To stimulate the brain we plan to use Theta Burst Stimulation (TBS), a novel paradigm of repetitive transcranial magnetic stimulation (TMS), aiming to increase cortical excitability of the affected (ipsilesional) hemisphere.

According to evidence so far, we believe that increased ipsilesional excitability can be achieved by:
1. Direct facilitation of the affected hemisphere (ipsilesional facilitation)
2. Inhibition of the unaffected hemisphere (contralesional inhibition)

Primary aim:
To investigate whether daily treatment with TBS followed by patterned physical therapy for a period of two weeks can lead to significant and sustained improvement of hand motor behavior in chronic stroke patients.

Secondary aims:
1. To study the physiological correlates of the potential behavioral gains
2. To identify physiological predictors of likelihood of response to the proposed intervention, so that appropriate patients may be targeted in future trials

Physiological correlates will be studied using TMS and functional magentic resonance imaging (fMRI) as detailed below.
Lay summary
Ethics approval NHNN and ION Joint Research Ethics Committee approved on the 25/02/2005 (ref: 04/Q0512/108)
Study design Randomised interventional treatment trial
Countries of recruitment Italy, United Kingdom
Disease/condition/study domain Topic: Stroke Research Network; Subtopic: Rehabilitation; Disease: Therapy type
Participants - inclusion criteria 1. History of a single ischaemic stroke, initially affecting the hand
2. Minimum interval since stroke onset one year (no upper limit)
3. Residual impairments of hand function (strength and/or dexterity)
4. Some degree of hand movement defined as present wrist extension (>=20%) and ability to grasp
5. Capable of giving informed consent
6. Aged 18 - 80 years, either sex
Participants - exclusion criteria 1. Intracerebral hemorrhage
2. Large ischaemic lesions involving almost the whole MCA territory
3. Significant tone problems in the hand (greater than 2 in the Ashworth Scale)
4. Severe cognitive impairment defined as mini-mental state examination (MMSE) less than 20
5. Residual aphasia or visual field defect (greater than or equal to 2 in the relative item of the National Institutes of Health Stroke Scale [NIHSS])
6. Past or current history of other neurological or psychiatric disease including epilepsy, previous or recurrent stroke and peripheral neuropathy
7. Major systemic illness
8. Use of anticonvulsant, psychotropic or sedative or medication
9. Excessive use of alcohol or other substances
10. Accepted contraindications for TMS (presence of metal in the head (excluding the mouth), intracardiac lines, cardiac pacemakers)
Anticipated start date 01/11/2005
Anticipated end date 31/12/2010
Status of trial Completed
Patient information material Not available in web format, please use the contact details below to request a patient information sheet
Target number of participants Planned Sample Size: 45
Interventions Physical therapy (physiotherapy):
The protocol for physical therapy has been developed in collaboration with the therapy services department at the National Hospital for Neurology and Neurosurgery.

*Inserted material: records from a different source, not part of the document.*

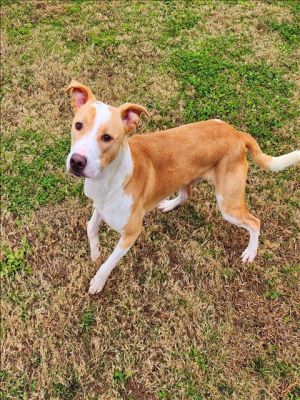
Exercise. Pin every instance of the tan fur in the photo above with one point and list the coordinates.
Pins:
(165, 162)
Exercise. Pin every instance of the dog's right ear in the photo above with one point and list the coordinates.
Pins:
(80, 94)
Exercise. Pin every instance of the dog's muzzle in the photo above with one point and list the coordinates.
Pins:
(78, 164)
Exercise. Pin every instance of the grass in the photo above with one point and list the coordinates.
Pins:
(181, 317)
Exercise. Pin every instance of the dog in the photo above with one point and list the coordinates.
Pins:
(127, 177)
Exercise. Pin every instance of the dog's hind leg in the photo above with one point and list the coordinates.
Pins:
(92, 231)
(230, 191)
(183, 195)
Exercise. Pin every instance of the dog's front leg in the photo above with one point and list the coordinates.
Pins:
(124, 244)
(92, 231)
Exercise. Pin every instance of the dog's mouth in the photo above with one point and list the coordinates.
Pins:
(77, 174)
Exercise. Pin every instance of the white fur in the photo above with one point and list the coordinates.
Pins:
(282, 162)
(88, 146)
(168, 205)
(106, 191)
(250, 252)
(92, 231)
(98, 282)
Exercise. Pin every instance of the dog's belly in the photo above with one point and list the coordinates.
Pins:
(115, 214)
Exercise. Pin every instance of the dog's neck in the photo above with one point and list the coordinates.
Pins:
(114, 174)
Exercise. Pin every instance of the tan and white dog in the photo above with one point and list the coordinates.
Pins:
(125, 178)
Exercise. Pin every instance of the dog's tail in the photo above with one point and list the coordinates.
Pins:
(267, 162)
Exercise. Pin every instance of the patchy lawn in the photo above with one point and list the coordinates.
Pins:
(181, 317)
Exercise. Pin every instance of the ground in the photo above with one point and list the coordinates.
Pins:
(181, 317)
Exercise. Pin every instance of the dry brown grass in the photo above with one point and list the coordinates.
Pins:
(181, 317)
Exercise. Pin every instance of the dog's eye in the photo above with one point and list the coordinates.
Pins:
(106, 138)
(78, 125)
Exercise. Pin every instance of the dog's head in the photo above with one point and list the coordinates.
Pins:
(98, 131)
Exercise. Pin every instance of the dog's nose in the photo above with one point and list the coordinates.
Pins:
(78, 163)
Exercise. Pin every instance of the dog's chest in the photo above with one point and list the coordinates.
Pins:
(113, 204)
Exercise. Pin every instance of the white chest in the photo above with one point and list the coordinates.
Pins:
(112, 203)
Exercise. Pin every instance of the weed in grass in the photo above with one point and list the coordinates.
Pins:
(225, 389)
(87, 320)
(121, 376)
(14, 260)
(68, 390)
(289, 32)
(294, 394)
(200, 358)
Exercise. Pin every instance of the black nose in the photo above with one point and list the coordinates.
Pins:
(78, 163)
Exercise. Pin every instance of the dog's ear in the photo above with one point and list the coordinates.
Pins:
(80, 94)
(130, 114)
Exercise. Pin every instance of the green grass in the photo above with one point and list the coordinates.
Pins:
(216, 83)
(34, 172)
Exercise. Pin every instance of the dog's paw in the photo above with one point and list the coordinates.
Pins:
(168, 205)
(248, 255)
(95, 254)
(96, 284)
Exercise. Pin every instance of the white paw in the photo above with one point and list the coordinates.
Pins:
(96, 284)
(248, 255)
(95, 254)
(168, 205)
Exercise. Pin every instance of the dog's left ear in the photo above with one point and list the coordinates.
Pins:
(80, 94)
(130, 114)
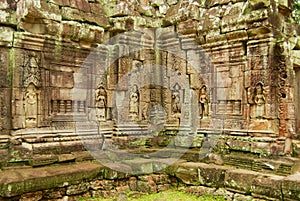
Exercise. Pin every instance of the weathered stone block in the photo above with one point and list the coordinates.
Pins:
(78, 189)
(200, 190)
(240, 180)
(291, 187)
(43, 160)
(188, 27)
(267, 186)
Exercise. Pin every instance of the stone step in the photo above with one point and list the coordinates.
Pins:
(16, 182)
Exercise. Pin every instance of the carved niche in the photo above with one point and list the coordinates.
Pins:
(31, 83)
(203, 102)
(258, 101)
(134, 98)
(101, 103)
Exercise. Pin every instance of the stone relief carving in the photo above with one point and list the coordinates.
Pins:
(31, 106)
(31, 73)
(259, 100)
(101, 100)
(176, 104)
(203, 102)
(134, 98)
(31, 82)
(145, 111)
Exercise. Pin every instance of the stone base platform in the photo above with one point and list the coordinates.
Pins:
(71, 181)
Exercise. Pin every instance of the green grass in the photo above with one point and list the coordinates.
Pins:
(162, 196)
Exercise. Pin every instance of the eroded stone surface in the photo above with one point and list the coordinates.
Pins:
(54, 105)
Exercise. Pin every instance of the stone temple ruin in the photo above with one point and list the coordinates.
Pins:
(202, 92)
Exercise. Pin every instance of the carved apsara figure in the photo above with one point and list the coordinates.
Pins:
(101, 97)
(30, 106)
(259, 100)
(176, 107)
(145, 111)
(203, 102)
(134, 103)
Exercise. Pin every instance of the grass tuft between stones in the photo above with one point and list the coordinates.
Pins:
(173, 195)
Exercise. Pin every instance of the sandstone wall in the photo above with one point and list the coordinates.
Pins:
(44, 45)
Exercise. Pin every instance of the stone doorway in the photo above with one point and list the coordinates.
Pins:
(297, 100)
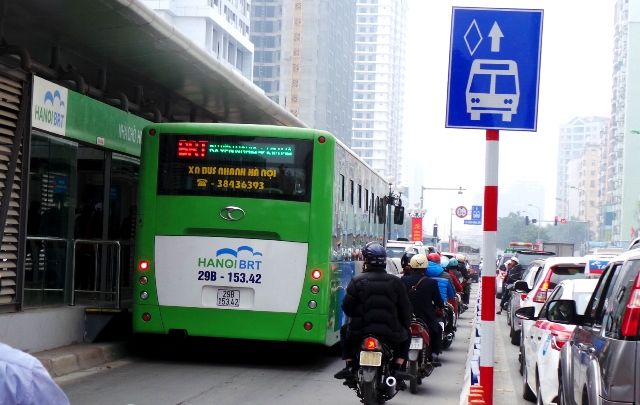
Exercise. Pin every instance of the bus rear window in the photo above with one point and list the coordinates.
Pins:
(235, 166)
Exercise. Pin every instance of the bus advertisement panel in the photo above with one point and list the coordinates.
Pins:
(250, 232)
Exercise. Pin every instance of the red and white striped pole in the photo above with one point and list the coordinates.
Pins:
(490, 227)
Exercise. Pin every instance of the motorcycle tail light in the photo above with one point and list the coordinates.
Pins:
(371, 343)
(631, 318)
(559, 338)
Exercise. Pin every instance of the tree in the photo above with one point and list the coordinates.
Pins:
(512, 228)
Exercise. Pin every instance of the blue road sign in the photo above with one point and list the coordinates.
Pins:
(494, 68)
(476, 216)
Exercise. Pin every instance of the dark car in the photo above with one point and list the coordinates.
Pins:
(525, 257)
(601, 362)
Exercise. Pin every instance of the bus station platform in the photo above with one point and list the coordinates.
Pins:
(79, 357)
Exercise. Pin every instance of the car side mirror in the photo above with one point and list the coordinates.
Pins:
(521, 287)
(562, 311)
(398, 215)
(528, 313)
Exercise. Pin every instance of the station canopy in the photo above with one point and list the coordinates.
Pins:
(138, 49)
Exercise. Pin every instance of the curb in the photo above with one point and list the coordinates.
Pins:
(471, 374)
(70, 359)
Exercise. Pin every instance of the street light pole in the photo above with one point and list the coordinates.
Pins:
(539, 219)
(459, 190)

It expands upon previous protocols by ensuring the equivalence of task intensity, repetition rate and verbal feedback across subjects. Treatment will be task oriented and individualised based on the findings of a questionnaire about current functional difficulties and an objective examination.

Theta Burst Stimulation:
TMS is a well tolerated method of stimulating the human cortex through the intact scalp. We will employ a new pattern of repetitive TMS called Theta Burst Stimulation (TBS). Each burst consists of 3 low intensity (80% aMT, see further on) stimuli, repeating at high frequency (50Hz). Bursts are repeating at 5Hz, i.e. the "theta" rhythm of the EEG. A total of 15 pulses are delivered per second. TBS effect on corticospinal excitability can be either inhibitory of facilitatory, depending on the pattern.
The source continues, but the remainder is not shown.